While Carillo acknowledges the construction industry has withstood tariffs on imported and exported goods in the past, he says things are different this time around. In the current climate of additional and often-changing tariffs, surcharges, and taxes, construction companies are actually feeling the instability, he explains.
“It is hard to bid projects when you’re unsure of the pricing structure. Anything dealing with steel adds another layer of uncertainty,” says Carillo.
When President Trump ended trade discussions with Canada on June 27, he also said new tariffs on certain Canadian products would be announced shortly. They have not yet been introduced.
According to the president, additional tariffs on Canadian imports were warranted because that nation recently imposed a Digital Services Tax (DST) on American technology companies. Trump called the DST a “direct and blatant attack” on the United States.
On June 4, the U.S. doubled its tariff on steel imported from Canada, increasing it from 25 percent to 50 percent. The current situation is part of a broader trade relationship between the U.S., Canada, and Mexico, governed by the United States-Mexico-Canada Trade Agreement (USMCA). That pact has been in effect since 2020.
A VIEW FROM THE INSIDE LOOKING OUT
As head of pre-construction for California-based design-to-build entity Snap ADU, Ben Gagnon is involved in all aspects of construction in the field. His responsibilities encompass everything from “sales to permit,” and include leading project management teams.
Snap ADU specializes in all phases of building detached residential access dwelling units (ADU), erected separately from a main residence. Business is booming on the West Coast for these flexible structures, he says, noting they are often seen as an answer to the region’s massive housing crisis. Accessory Dwelling Units (ADUs) may serve a range of functions, including long-term rentals or multi-generational housing.
So far, escalating tariffs have not proven overly detrimental to Snap ADU’s bottom line, says Gagnon, although that’s not to say sales are as brisk as they were prior to their imposition.
One reason Snap ADU hasn’t suffered as much as other entities is that lumber is not a major component of the company’s ADUs.
“In the grand scheme of a contract, lumber only comprises 5 to 7 percent of total costs.” In the average ADU costing $400,000 to build, only $50,000 or so is spent on lumber, he says.
“Still, it affects our pricing. We check (tariffs) quarterly. A swing of just a few percentage points isn’t felt as much by us as a shed builder, who uses nearly all wood (to build a shed),” says Gagnon.

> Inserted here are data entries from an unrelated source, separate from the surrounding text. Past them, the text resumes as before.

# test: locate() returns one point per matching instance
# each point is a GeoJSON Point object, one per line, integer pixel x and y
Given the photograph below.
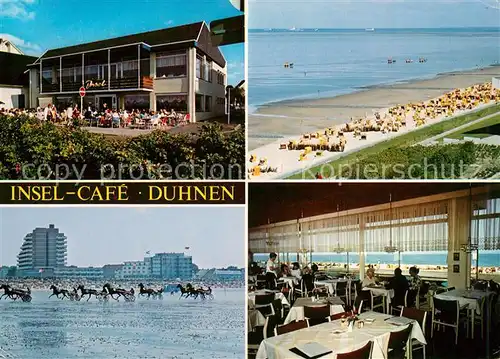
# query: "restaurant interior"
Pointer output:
{"type": "Point", "coordinates": [374, 270]}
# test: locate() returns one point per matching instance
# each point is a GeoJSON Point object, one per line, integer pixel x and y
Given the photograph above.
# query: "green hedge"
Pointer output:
{"type": "Point", "coordinates": [27, 144]}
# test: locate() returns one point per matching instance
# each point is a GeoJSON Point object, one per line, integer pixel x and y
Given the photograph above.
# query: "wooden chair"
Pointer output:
{"type": "Point", "coordinates": [316, 315]}
{"type": "Point", "coordinates": [361, 353]}
{"type": "Point", "coordinates": [399, 342]}
{"type": "Point", "coordinates": [420, 316]}
{"type": "Point", "coordinates": [447, 314]}
{"type": "Point", "coordinates": [290, 327]}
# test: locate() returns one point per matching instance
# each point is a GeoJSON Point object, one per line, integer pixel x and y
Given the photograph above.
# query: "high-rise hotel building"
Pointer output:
{"type": "Point", "coordinates": [42, 251]}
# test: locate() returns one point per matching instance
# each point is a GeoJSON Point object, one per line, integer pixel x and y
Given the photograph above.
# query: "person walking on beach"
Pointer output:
{"type": "Point", "coordinates": [271, 271]}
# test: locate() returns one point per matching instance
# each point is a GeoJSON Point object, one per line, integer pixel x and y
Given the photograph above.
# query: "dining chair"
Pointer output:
{"type": "Point", "coordinates": [364, 352]}
{"type": "Point", "coordinates": [400, 343]}
{"type": "Point", "coordinates": [420, 316]}
{"type": "Point", "coordinates": [290, 327]}
{"type": "Point", "coordinates": [264, 304]}
{"type": "Point", "coordinates": [447, 313]}
{"type": "Point", "coordinates": [316, 315]}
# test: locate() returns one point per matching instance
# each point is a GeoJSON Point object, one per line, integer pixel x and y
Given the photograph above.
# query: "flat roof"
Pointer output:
{"type": "Point", "coordinates": [190, 33]}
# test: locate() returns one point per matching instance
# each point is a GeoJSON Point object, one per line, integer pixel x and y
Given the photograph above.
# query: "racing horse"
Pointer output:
{"type": "Point", "coordinates": [56, 291]}
{"type": "Point", "coordinates": [14, 293]}
{"type": "Point", "coordinates": [129, 295]}
{"type": "Point", "coordinates": [150, 292]}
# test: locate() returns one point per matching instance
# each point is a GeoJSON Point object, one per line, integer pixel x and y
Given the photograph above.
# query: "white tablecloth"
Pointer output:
{"type": "Point", "coordinates": [279, 347]}
{"type": "Point", "coordinates": [471, 298]}
{"type": "Point", "coordinates": [255, 319]}
{"type": "Point", "coordinates": [277, 296]}
{"type": "Point", "coordinates": [297, 311]}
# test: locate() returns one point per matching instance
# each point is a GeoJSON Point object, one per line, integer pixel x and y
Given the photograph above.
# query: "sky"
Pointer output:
{"type": "Point", "coordinates": [38, 25]}
{"type": "Point", "coordinates": [263, 14]}
{"type": "Point", "coordinates": [98, 236]}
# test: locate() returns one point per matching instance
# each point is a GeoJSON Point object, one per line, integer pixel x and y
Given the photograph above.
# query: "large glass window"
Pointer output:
{"type": "Point", "coordinates": [172, 102]}
{"type": "Point", "coordinates": [171, 65]}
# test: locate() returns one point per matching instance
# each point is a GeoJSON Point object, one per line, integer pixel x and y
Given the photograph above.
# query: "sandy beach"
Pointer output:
{"type": "Point", "coordinates": [276, 121]}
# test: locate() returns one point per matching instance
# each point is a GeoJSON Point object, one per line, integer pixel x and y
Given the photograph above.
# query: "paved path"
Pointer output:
{"type": "Point", "coordinates": [468, 124]}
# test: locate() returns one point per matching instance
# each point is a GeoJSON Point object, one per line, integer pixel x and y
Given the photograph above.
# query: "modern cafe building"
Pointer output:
{"type": "Point", "coordinates": [174, 68]}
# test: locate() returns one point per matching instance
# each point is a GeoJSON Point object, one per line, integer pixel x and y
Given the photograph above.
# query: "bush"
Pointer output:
{"type": "Point", "coordinates": [33, 147]}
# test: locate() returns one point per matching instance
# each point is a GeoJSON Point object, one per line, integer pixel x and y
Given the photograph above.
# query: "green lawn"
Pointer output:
{"type": "Point", "coordinates": [407, 139]}
{"type": "Point", "coordinates": [461, 133]}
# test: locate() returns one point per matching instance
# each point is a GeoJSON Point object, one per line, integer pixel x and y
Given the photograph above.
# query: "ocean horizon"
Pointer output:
{"type": "Point", "coordinates": [486, 258]}
{"type": "Point", "coordinates": [334, 62]}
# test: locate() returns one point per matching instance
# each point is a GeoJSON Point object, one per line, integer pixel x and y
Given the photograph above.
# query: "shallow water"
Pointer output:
{"type": "Point", "coordinates": [168, 328]}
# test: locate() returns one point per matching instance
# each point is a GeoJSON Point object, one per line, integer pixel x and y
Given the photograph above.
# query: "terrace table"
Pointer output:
{"type": "Point", "coordinates": [381, 291]}
{"type": "Point", "coordinates": [470, 298]}
{"type": "Point", "coordinates": [277, 296]}
{"type": "Point", "coordinates": [278, 347]}
{"type": "Point", "coordinates": [297, 310]}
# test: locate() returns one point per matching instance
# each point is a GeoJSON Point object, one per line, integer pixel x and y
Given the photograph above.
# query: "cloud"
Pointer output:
{"type": "Point", "coordinates": [18, 9]}
{"type": "Point", "coordinates": [23, 45]}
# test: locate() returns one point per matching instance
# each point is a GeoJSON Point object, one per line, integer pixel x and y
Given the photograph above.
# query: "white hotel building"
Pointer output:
{"type": "Point", "coordinates": [174, 68]}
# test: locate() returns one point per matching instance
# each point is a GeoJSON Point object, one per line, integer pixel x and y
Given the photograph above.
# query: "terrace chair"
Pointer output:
{"type": "Point", "coordinates": [264, 304]}
{"type": "Point", "coordinates": [341, 290]}
{"type": "Point", "coordinates": [254, 338]}
{"type": "Point", "coordinates": [316, 315]}
{"type": "Point", "coordinates": [290, 327]}
{"type": "Point", "coordinates": [420, 317]}
{"type": "Point", "coordinates": [399, 342]}
{"type": "Point", "coordinates": [364, 352]}
{"type": "Point", "coordinates": [447, 313]}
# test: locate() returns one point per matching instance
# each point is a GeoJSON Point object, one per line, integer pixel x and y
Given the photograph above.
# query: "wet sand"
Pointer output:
{"type": "Point", "coordinates": [293, 117]}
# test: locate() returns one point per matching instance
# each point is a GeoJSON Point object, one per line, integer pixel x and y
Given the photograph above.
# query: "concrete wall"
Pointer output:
{"type": "Point", "coordinates": [9, 96]}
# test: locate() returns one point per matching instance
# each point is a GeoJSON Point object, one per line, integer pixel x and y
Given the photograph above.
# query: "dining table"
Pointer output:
{"type": "Point", "coordinates": [335, 337]}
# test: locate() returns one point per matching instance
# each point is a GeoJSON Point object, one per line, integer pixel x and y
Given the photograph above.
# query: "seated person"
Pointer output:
{"type": "Point", "coordinates": [415, 284]}
{"type": "Point", "coordinates": [399, 284]}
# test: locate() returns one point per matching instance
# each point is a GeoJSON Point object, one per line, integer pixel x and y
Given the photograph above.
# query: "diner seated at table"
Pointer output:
{"type": "Point", "coordinates": [400, 285]}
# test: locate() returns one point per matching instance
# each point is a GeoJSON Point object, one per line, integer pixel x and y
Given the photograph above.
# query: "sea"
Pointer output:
{"type": "Point", "coordinates": [486, 258]}
{"type": "Point", "coordinates": [169, 328]}
{"type": "Point", "coordinates": [330, 62]}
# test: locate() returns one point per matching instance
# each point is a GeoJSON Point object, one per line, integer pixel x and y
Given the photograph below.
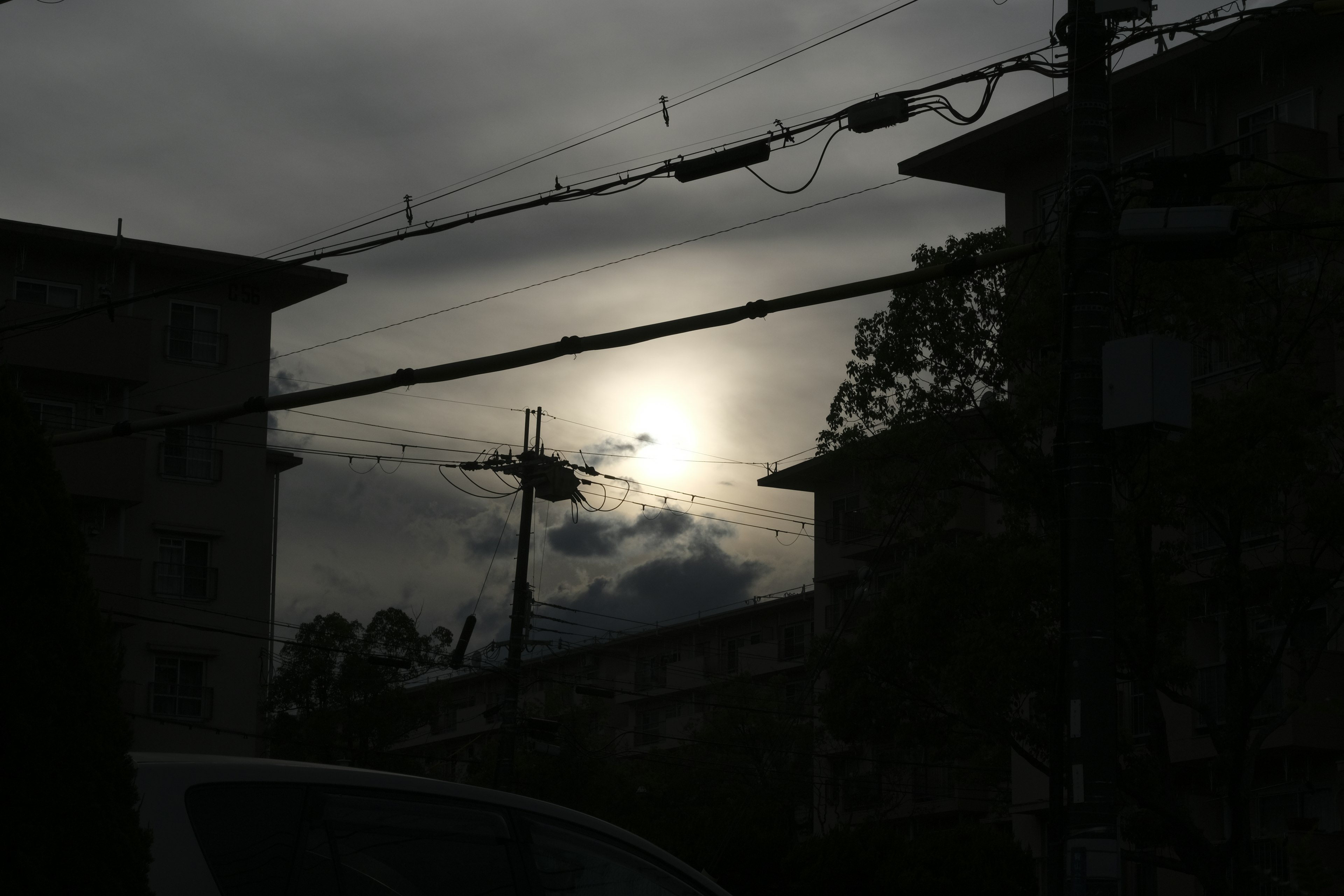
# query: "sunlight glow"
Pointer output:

In most sheds, wood subfloors and wooden exterior siding are the primary materials used. Because of its reliance on lumber for its products, the shed industry suffers disproportionately than, say, a construction firm like Snap ADU.
He surmises the shed-building industry is impacted more by tariffs than his line of construction because of its incredible reliance on lumber and wood.
“Tariffs on lumber would affect a shed builder more than a conditioned livable space, like we build,” says Gagnon. Although lumber is used in ADUs, that structure requires additional finishes not needed in a shed. That means lumber is just a component of the overall building. But, because sheds are built with lumber and steel, two materials specifically subject to tariffs, the industry is impacted more, says Gagnon.
FROM AN ACCOUNTANT’S PERSPECTIVE
Christoper Kelly is a partner with Anchin LLP, an accounting firm with a focus on the construction industry.
Kelly reports he had clients whose construction projects were temporarily stalled by tariffs earlier in 2025, but “they are back up now.”
He advises shed manufacturers to be wary of tariffs because they bear the risk when buying construction materials.
“There is a period of time where you have a signed contract (with a customer) but you haven’t yet purchased the materials,” he says, labeling that “the tariff risk” period. “It is an area of uncertainty because we don’t know where tariffs will be when the materials are bought.
“There is a cost to steel and lumber. Fifty years ago, it was less. Inflation and many other factors impact prices.”
There is a bright side, he says. “When tariffs are finalized, then it will be business as usual.”
But Gagnon attributes the recent slight decline in the market to more than merely tariffs.
“In the political and economic environment right now, people aren’t eager to spend as much on an ADU,” he says.